Scrapy module on Apple Silicon (M1)-powered Macs

4 min read

What's Scrapy?

If you have crawled or scraped the website to extract information such as stock price or news, you may have heard of BeautifulSoup module.

Better yet, if you have tried to crawl a dynamic website, i.e., auto-scrolling function needed, you know Selenium.

Finally, if you have digged deeper, you found Scrapy. Unlike BeautifulSoup, Scrapy is more of Framework, with sophisticated tools and classes in it.

For beginner, learning curve it steep as a simple crawling cannot be done in the easy way as with BeautifulSoup.

However, it worths every penny as it is powered with essential features such as retrying when the page cannot be retrieved in the first try for some reasons.

Not on M1 conda (for a time)

However, installing Scrapy on M1-powered Mac has been a hassle since the release of this new computer. Due to architecture difference, only osx-arm64 or noarch labeled modules can be installed.

There hadn't been a release with those labels on anaconda (opens in a new tab) until recently. As far as I know, a few weeks ago, M1-compatible modules have been released on anaconda channel (not conda-forge yet though).

Don't hold your horses yet, even a successful installation doesn't guarantee smooth operation.

You'll see the following error upon running scrapy shell command or even after successful launch, fetch command inside scrapy would throw an ire.

MemoryError: Cannot allocate write+execute memory for ffi.callback().
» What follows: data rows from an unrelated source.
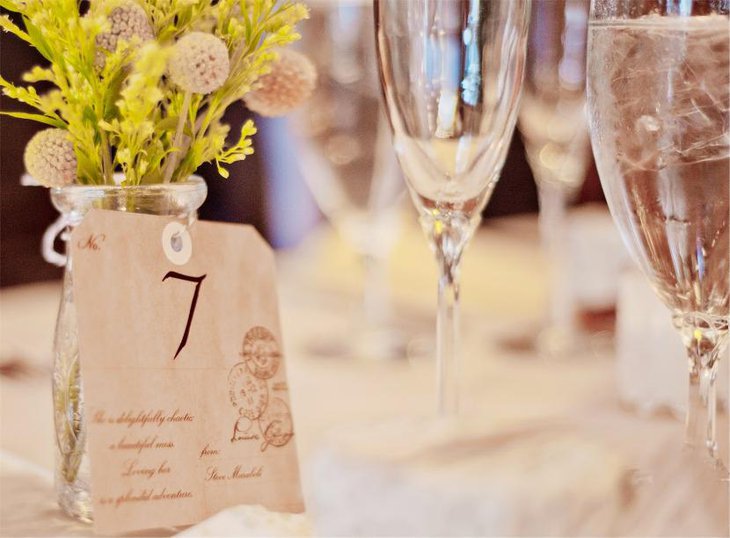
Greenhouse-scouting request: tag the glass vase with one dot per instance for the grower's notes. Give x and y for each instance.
(180, 200)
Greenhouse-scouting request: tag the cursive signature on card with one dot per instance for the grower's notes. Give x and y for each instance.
(214, 474)
(93, 242)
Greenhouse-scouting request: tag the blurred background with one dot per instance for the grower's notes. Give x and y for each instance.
(267, 190)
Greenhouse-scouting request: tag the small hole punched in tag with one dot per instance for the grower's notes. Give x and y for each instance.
(177, 243)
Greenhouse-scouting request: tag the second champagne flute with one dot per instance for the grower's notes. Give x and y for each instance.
(451, 72)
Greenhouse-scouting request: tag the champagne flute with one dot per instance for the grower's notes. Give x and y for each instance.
(554, 130)
(451, 72)
(658, 96)
(346, 158)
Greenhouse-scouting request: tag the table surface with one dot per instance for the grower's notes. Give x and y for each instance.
(503, 295)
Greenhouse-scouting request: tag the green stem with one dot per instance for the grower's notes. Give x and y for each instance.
(177, 140)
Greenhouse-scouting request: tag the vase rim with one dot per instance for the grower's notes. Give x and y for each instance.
(194, 182)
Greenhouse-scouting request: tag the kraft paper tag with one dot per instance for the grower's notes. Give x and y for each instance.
(184, 378)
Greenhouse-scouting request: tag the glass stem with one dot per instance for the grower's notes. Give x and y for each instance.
(447, 338)
(553, 235)
(375, 301)
(702, 406)
(704, 339)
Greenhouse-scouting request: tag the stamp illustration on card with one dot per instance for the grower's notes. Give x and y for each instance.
(248, 383)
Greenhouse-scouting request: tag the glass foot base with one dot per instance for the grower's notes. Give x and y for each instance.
(75, 501)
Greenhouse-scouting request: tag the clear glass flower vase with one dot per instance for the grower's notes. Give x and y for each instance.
(180, 200)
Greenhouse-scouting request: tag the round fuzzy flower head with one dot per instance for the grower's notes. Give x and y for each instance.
(128, 20)
(49, 157)
(289, 83)
(199, 63)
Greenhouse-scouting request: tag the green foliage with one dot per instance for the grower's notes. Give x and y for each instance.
(123, 113)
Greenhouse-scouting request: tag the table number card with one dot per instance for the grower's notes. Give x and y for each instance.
(183, 373)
You might be running on a system that prevents this. For more information, see https://cffi.readthedocs.io/en/latest/using.html#callbacks

Solution 1: Install Python 3.10+ with Homebrew

According to many sources including reddit, a workable solution is to install Python 3.10 with homebrew.

brew install python

After installing Python 3.10, install Scrapy.

brew install scrapy

It works.

But for many Python users, this isn't the way they manage the environments.

Solution 2: Install Python 3.10 with conda

I happened to think that, if the point was to install 3.10 version of Python (according to reddit, that version was shipped with newer version of openssl, which is essential), couldn't I just install by conda.
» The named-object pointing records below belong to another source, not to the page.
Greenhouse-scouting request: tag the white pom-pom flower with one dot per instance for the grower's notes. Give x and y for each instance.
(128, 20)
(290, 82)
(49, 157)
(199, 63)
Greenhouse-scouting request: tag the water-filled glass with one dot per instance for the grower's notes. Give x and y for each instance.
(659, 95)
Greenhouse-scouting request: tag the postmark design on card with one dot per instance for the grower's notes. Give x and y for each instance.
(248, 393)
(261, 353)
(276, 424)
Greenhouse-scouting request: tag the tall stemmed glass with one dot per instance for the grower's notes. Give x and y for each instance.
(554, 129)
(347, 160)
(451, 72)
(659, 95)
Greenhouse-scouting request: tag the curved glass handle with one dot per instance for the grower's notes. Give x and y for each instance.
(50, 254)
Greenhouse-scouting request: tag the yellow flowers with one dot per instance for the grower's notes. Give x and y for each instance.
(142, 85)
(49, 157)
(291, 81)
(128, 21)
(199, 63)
mamba create -n works python=3.10

After creating a new environment with Python 3.10, install Scrapy by pip.

*Note: Never install by conda (or mamba), core dependencies including cryptography and openssl will be downgraded, causing errors when using Scrapy.

mamba activate works
pip install scrapy

Solution 3: Install 3.9 with conda

For no obvious reason but for the curiosity, I was wondering how earlier version I could install with this method.

What I found was that 3.9 version of Python was fine. (but not 3.8)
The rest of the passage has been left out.